According to them, it was the fault of a famous (and inauspicious) statement by Lagarde, who announced a clean break from the policies of her predecessor, Mario Draghi, as follows: ‘We are not here to reduce spreads; that is not the function of the ECB’. In the hours that followed, stock exchanges all over Europe plummeted, and the Italian one recorded the biggest losses: -16.92%, triggering the zero coupon for the securities of the two entrepreneurs.
In just a few hours, almost all investments were lost. Mr. D’Agostino suffered a loss of EUR 626,134.89 (81.54%). A financial meltdown that obviously undermined the reputation of both of them and created problems with the banks that serviced their businesses. For this reason, the two, in addition to the irreparable loss suffered that day, calculated the subsequent loss of profit (if the collapse had not occurred) and the reputational damage suffered to arrive at the claim figures.

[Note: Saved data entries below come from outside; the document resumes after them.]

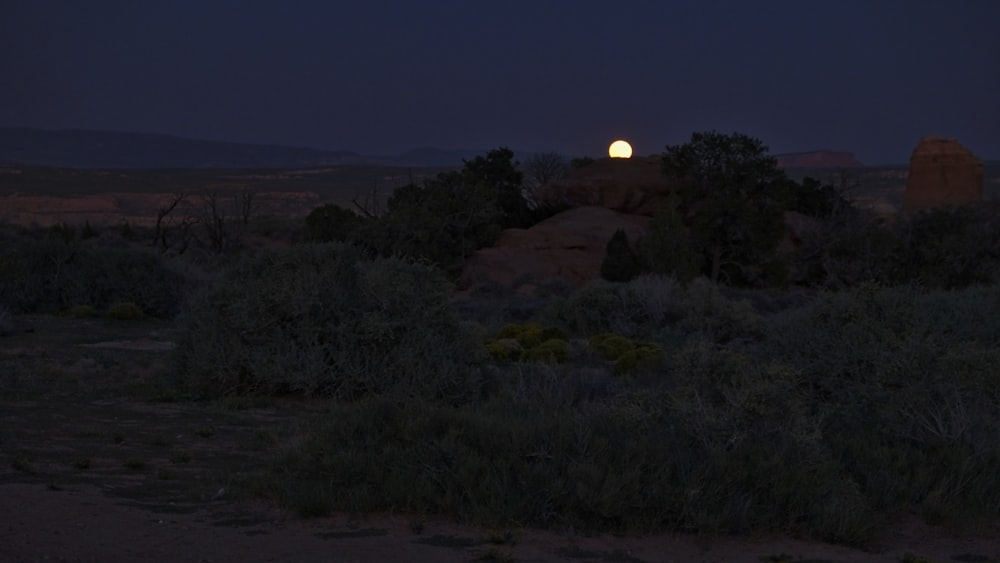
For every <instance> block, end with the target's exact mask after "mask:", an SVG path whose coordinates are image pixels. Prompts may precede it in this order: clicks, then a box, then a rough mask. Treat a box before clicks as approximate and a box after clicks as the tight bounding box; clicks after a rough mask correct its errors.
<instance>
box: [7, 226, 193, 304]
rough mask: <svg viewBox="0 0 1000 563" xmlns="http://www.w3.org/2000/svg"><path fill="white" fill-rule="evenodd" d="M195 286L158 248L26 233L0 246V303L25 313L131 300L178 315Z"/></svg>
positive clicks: (98, 239) (131, 301)
mask: <svg viewBox="0 0 1000 563" xmlns="http://www.w3.org/2000/svg"><path fill="white" fill-rule="evenodd" d="M60 232H62V231H60ZM190 285H191V281H190V280H188V279H186V278H185V276H183V275H182V274H180V273H178V272H177V270H175V269H174V268H172V267H171V265H170V264H169V263H168V262H167V260H166V259H165V258H163V257H162V256H160V255H158V254H157V253H155V252H154V251H153V250H152V249H148V248H139V247H136V246H131V245H108V244H105V243H103V242H102V241H101V239H99V238H95V239H90V240H86V241H79V240H76V239H70V240H68V241H67V240H64V239H63V238H62V237H50V238H45V239H40V240H39V239H35V238H31V237H29V236H27V235H25V236H22V237H20V238H18V239H16V240H15V241H13V242H11V243H9V244H7V245H5V247H4V248H3V249H2V250H0V303H2V304H4V305H6V306H8V307H10V308H11V309H13V310H15V311H19V312H47V313H55V312H59V311H64V310H67V309H69V308H71V307H73V306H75V305H78V304H81V303H88V304H90V305H93V306H94V307H97V308H98V309H104V308H106V307H108V306H110V305H111V304H112V303H115V302H118V301H131V302H133V303H135V304H136V305H138V306H139V307H140V308H142V309H143V310H144V311H146V312H147V313H149V314H150V315H153V316H156V317H172V316H174V315H175V314H176V313H177V312H178V311H179V309H180V303H181V301H183V299H184V295H185V293H186V291H187V290H188V289H189V287H190Z"/></svg>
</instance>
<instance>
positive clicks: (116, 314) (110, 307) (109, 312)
mask: <svg viewBox="0 0 1000 563" xmlns="http://www.w3.org/2000/svg"><path fill="white" fill-rule="evenodd" d="M142 317H143V313H142V309H141V308H140V307H139V306H138V305H136V304H135V303H132V302H131V301H122V302H118V303H112V304H111V306H110V307H108V318H109V319H115V320H118V321H137V320H140V319H142Z"/></svg>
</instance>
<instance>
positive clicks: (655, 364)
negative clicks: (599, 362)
mask: <svg viewBox="0 0 1000 563" xmlns="http://www.w3.org/2000/svg"><path fill="white" fill-rule="evenodd" d="M662 359H663V349H662V348H660V347H659V346H658V345H656V344H651V343H641V344H638V345H637V346H636V347H635V348H633V349H631V350H627V351H625V352H623V353H622V354H621V355H620V356H618V359H617V360H616V361H615V368H614V372H615V375H630V374H633V373H635V372H636V371H638V370H640V369H654V368H656V367H659V365H660V361H661V360H662Z"/></svg>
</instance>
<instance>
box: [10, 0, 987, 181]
mask: <svg viewBox="0 0 1000 563" xmlns="http://www.w3.org/2000/svg"><path fill="white" fill-rule="evenodd" d="M0 6H2V8H0V16H2V17H0V76H2V77H3V78H2V82H0V84H2V87H0V125H2V126H29V127H42V128H86V129H113V130H122V131H142V132H157V133H169V134H174V135H181V136H190V137H198V138H207V139H214V140H226V141H239V142H252V143H269V144H270V143H276V144H291V145H300V146H312V147H317V148H330V149H347V150H354V151H358V152H362V153H367V154H395V153H399V152H402V151H405V150H407V149H410V148H414V147H423V146H434V147H440V148H455V149H457V148H469V149H488V148H493V147H497V146H501V145H506V146H510V147H512V148H516V149H524V150H557V151H560V152H564V153H568V154H573V155H587V154H589V155H592V156H598V155H600V154H603V152H604V150H605V147H606V146H607V143H608V142H610V141H611V140H613V139H614V138H616V137H624V138H627V139H630V140H631V141H632V142H633V145H634V146H635V147H636V152H637V154H652V153H658V152H661V151H662V150H663V147H664V146H665V145H666V144H673V143H680V142H684V141H686V140H687V139H688V138H689V137H690V134H691V132H692V131H703V130H710V129H714V130H718V131H722V132H732V131H739V132H742V133H747V134H750V135H753V136H755V137H758V138H760V139H762V140H763V141H764V142H765V143H766V144H768V145H769V146H770V147H771V149H772V150H773V151H774V152H794V151H805V150H811V149H819V148H831V149H838V150H850V151H854V152H855V153H856V155H857V156H858V158H859V159H860V160H861V161H862V162H865V163H866V164H879V163H888V162H905V161H906V160H907V159H908V158H909V154H910V151H911V150H912V149H913V147H914V146H915V145H916V143H917V141H918V140H919V138H920V137H922V136H924V135H942V136H953V137H957V138H958V139H959V140H960V141H961V142H962V143H963V144H964V145H966V146H967V147H969V148H970V149H972V150H973V152H975V153H976V154H978V155H979V156H981V157H983V158H987V159H1000V31H998V30H1000V27H998V26H1000V1H997V0H954V1H951V2H944V1H940V2H930V1H921V0H909V1H905V0H898V1H890V0H837V1H832V0H828V1H825V2H817V1H811V0H809V1H807V0H790V1H769V0H761V1H750V0H729V1H725V0H719V1H711V0H705V1H677V2H673V1H669V0H659V1H654V0H650V1H628V0H605V1H603V2H599V1H594V0H566V1H545V0H534V1H518V0H506V1H504V2H486V1H479V0H461V1H435V0H414V1H408V2H404V1H396V2H388V1H381V2H380V1H377V0H364V1H360V0H359V1H357V2H345V1H337V0H316V1H309V0H273V1H269V0H259V1H254V0H232V1H230V0H170V1H166V0H163V1H153V0H117V1H116V0H88V1H80V0H3V2H2V4H0Z"/></svg>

It’s not our fault; it’s the pandemic, baby
The ECB response: blame the pandemic, not Christine – At first, the two forwarded their claim directly to the ECB, which rejected it on the grounds that the collapse of their investment could not be linked to Lagarde’s statement but was undoubtedly due to the outbreak of the COVID pandemic in Italy, which had just decreed the lockdown. Obviously unconvinced by the answer, they turned to the European Court of Justice, which, however, in the first instance on July 25, rejected both appeals as insufficiently motivated.
In their appeal, the two appellants claim that Ms. Lagarde’s words were illegitimate. She spoke about monetary policy personally, whereas only the ECB Governing Council can decide on this matter. At first instance, the court had already replied, “Even if that were the case, where is your subjective right to appeal?” And it also espoused the ECB’s line that the fall in shares in Italy was due to the pandemic and not to Lagarde’s statement. The two plaintiffs had submitted an expert report to show that there was a direct link between the fall in stock market values and Lagarde’s speech, but the court did not accept it as relevant to the decision because it was biased.
Now the court will have to decide on the subject matter of the case. After their defeat in the first instance, the two, however, appealed in the second instance to the Luxembourg-based European court at the end of September, explaining that the report was not biased but sworn and signed by an Italian stock exchange consultant. Enclosed were press clippings and comments by analysts of that day who unanimously attributed the share collapse to the statement (described as a ‘gaffe’) by Lagarde, who was therefore solely responsible for the disintegration of their savings. At the end of November, the court ruled that the appeal was admissible, which will then be discussed again on the merits.